The most useful and important functions of government is to provide and protect certain basic rights and freedoms through the rule of law and to develop and maintain such services and infrastructure as may be needed by a society, but which are impractical for private interest to provide.  However, the lack of accountability, cumbersome decision making and tendency to bureaucratisation make government management something to be avoided wherever possible.

We need only consider the involvement of government in health care, education, food, housing and energy to see the results.  Government involvement in these areas has resulted in huge increases in administrative activity, compliance requirements and costly third-party involvements mandated by government.  At the same time diversity and innovation have been stifled while the smaller operators who provided much of this have been driven from participation, leaving the large corporatized businesses as favoured oligopolies. Worse yet, the cost increases from all this have been released from market constraints by government picking up the tab, then dumping it back on taxpayers with increased taxes, deficits and loans that are turning the oncoming generations into a nation of indentured servants owned by government and the banks.

One relatively simple solution could effectively address all this and change the entire dynamics of government for the better.  A single tax on all financial transactions as the sole basis for all government revenue would be easy to administer and difficult to avoid if combined with an all-digital currency system, which is coming in any event.
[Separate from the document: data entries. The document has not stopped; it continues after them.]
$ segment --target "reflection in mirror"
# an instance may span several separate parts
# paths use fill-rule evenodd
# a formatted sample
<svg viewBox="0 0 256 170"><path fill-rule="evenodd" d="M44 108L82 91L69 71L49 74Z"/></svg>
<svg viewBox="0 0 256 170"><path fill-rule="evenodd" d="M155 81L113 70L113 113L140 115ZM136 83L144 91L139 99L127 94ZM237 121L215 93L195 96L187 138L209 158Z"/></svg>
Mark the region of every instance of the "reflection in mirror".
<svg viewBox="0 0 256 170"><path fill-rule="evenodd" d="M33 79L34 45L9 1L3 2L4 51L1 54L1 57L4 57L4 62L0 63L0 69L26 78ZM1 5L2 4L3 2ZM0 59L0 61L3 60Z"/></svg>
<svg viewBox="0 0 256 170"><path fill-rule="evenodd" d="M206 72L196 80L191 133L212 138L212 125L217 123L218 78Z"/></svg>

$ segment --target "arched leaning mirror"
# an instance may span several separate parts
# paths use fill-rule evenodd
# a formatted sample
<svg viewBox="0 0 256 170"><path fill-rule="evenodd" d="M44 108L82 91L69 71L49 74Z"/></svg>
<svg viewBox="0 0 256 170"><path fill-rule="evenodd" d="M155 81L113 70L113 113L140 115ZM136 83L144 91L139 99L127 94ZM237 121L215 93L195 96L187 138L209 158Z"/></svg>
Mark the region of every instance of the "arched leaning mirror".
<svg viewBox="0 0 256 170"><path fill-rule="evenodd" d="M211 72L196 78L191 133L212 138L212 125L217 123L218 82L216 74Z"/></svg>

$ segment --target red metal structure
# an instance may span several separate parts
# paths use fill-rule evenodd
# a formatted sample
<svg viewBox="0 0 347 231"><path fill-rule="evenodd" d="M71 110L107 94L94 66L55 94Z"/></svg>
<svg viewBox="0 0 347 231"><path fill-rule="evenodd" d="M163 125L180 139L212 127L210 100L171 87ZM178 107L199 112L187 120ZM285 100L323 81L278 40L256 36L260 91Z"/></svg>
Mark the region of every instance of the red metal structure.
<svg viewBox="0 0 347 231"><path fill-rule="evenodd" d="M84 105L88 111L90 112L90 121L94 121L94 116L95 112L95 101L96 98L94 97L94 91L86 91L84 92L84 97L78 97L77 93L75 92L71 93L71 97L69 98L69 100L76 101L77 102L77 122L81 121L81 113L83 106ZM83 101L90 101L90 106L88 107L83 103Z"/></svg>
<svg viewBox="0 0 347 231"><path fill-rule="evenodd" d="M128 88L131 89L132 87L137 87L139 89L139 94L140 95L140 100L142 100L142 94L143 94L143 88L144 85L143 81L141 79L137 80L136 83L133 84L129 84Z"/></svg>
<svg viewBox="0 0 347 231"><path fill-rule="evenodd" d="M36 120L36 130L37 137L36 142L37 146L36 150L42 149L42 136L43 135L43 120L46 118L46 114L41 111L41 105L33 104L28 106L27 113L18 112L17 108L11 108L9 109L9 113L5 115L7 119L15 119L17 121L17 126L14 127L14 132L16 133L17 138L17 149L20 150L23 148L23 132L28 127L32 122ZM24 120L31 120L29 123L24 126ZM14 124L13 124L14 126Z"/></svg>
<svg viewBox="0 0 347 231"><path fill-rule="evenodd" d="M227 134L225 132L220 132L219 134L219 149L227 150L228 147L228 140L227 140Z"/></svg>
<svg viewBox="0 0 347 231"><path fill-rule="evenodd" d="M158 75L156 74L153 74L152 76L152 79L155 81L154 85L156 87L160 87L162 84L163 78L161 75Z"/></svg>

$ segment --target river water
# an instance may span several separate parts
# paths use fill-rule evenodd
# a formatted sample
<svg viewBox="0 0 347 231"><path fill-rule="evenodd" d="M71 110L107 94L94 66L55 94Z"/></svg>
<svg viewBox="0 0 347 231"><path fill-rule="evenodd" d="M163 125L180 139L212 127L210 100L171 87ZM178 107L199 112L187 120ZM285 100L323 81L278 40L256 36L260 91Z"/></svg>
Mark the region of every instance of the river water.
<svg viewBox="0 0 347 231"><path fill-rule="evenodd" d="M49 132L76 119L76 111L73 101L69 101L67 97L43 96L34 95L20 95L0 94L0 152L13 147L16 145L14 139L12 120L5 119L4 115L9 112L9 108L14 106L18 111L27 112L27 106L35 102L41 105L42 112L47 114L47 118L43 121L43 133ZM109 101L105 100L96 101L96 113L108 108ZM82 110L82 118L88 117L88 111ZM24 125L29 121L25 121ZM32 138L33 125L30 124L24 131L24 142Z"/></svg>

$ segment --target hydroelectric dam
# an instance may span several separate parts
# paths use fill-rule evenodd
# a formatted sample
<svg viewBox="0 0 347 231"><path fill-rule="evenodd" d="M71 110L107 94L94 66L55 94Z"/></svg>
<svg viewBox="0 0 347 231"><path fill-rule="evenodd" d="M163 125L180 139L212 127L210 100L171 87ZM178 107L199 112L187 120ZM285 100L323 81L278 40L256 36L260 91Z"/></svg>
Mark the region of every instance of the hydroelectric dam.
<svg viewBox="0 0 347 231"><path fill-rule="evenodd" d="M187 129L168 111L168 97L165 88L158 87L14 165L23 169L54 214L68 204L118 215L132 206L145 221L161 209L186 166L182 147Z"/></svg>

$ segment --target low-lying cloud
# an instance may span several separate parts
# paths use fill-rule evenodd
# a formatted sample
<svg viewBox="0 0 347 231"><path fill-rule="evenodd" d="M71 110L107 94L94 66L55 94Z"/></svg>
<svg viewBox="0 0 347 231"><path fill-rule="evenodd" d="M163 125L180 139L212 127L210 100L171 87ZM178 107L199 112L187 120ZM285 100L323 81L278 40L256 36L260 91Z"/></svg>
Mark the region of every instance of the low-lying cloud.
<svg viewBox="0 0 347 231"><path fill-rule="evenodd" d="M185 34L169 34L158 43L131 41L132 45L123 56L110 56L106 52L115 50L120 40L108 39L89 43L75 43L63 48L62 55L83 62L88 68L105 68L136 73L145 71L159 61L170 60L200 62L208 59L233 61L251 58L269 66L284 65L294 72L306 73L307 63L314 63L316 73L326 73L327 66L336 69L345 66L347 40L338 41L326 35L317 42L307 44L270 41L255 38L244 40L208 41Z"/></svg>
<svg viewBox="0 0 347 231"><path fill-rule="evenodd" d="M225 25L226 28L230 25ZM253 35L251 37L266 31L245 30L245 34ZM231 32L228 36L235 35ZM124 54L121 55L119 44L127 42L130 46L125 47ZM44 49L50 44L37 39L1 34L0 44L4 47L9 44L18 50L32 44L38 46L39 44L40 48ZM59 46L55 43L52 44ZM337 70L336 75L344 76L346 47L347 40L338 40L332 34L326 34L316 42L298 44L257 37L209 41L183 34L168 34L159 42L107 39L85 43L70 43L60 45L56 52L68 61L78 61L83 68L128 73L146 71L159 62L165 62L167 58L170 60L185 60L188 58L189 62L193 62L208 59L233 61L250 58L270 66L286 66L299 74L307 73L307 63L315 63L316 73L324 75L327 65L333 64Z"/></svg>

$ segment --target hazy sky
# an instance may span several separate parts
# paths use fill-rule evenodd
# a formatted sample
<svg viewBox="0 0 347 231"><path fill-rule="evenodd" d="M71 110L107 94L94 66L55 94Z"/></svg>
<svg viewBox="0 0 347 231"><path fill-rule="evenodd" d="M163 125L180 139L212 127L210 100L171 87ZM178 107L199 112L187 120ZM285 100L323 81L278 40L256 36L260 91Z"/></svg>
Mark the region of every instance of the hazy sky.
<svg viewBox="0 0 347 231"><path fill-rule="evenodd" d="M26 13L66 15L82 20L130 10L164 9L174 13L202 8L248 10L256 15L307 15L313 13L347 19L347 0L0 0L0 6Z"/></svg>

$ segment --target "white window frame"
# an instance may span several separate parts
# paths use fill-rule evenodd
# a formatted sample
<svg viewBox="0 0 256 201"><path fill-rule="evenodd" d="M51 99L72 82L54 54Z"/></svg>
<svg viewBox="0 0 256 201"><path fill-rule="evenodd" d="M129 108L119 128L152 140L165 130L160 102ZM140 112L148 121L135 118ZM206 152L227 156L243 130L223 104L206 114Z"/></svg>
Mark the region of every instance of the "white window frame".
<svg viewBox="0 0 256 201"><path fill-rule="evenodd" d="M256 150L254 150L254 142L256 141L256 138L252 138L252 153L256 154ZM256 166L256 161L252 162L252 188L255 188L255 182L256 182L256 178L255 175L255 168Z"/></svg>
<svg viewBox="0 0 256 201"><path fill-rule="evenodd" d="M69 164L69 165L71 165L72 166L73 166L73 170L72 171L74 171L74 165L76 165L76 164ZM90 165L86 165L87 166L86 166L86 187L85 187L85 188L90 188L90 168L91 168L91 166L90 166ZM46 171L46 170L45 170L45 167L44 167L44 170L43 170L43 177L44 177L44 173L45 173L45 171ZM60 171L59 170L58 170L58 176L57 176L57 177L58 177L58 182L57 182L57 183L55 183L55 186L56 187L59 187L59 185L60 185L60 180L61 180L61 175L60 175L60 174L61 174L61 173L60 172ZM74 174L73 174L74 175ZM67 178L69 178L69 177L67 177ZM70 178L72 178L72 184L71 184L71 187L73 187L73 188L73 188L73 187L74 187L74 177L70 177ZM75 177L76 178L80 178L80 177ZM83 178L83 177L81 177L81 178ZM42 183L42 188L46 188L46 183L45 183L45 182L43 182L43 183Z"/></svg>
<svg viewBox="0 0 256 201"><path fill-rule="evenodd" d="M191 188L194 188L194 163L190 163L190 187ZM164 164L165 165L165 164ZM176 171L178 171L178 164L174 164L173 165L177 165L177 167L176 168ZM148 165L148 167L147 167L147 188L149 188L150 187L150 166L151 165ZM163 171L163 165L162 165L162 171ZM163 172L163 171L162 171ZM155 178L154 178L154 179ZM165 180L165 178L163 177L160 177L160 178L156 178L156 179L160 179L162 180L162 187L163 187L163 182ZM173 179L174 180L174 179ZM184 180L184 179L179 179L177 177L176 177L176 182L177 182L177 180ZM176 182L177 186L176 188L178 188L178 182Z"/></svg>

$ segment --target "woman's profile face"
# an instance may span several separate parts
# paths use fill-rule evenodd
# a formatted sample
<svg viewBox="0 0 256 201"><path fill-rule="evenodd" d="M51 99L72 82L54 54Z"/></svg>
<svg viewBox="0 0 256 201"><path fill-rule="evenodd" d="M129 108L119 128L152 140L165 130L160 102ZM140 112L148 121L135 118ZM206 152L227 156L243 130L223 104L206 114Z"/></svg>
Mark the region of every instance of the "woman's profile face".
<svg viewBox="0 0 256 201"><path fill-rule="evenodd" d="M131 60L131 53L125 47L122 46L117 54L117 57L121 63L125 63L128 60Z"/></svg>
Such a system would eliminate the numerous and severe market distortions that have proliferated across the existing morass of taxation. It would replace the whole vast non-productive industry generated by tax compliance and avoidance with a simple service fee imposed by the account keeping institutions on every transaction.  With an all-digital currency this would bring the entire cash economy into the tax net and greatly impede most criminal activity.  It would also make for a much more stable and predictable basis for government revenue.  If it were the sole source of government revenue apportioned between national, state and local levels with a requirement for all to operate within their budgets it would surely impose a much-needed consideration of fiscal reality on the blank cheque, the “magic pudding approach”,  now prevailing.

Einstein is credited with describing insanity as, “… doing the same thing over and over and expecting different results.” Still, and despite an overwhelming outcome of socio-economic stagnation, politicians, governments and a growing non-productive portion of the electorate continue to advocate increases in taxation and centralised management of productive activity as a preferred form of government.

The existing income tax was a bad idea to begin with and has only been made worse by attempts to make it better.  Unfortunately, the need in politics for certainty, conviction and commitment to belief render recognition of error unthinkable until collapse makes it undeniable.  Unworkable ideas in government have a way of remaining entrenched long after ongoing failure has made their ultimate demise unavoidable. Then, when change does finally come, it tends to arrive suddenly and unexpectedly when a leader dares to express the failure and the breaking of the taboo releases a surge of agreement.

So it was with the collapse of absolute monarchies, the advent of women’s suffrage and the fall of communism — and so it appears likely to be with the hysteria about climate change, the war on drugs and the never ending debate over tax cuts, increases and reforms.

3 thoughts on “A Digital Solution to the Tax Dilemma?

  • ianl says:

    > ” … an all-digital currency system, which is coming in any event.”

    The invasion and trashing of privacy is simply eight or nine bridges too far. So the answer is *NO*

    Now hear the totalitarians: “Ooh, you’ve got something to hide !”.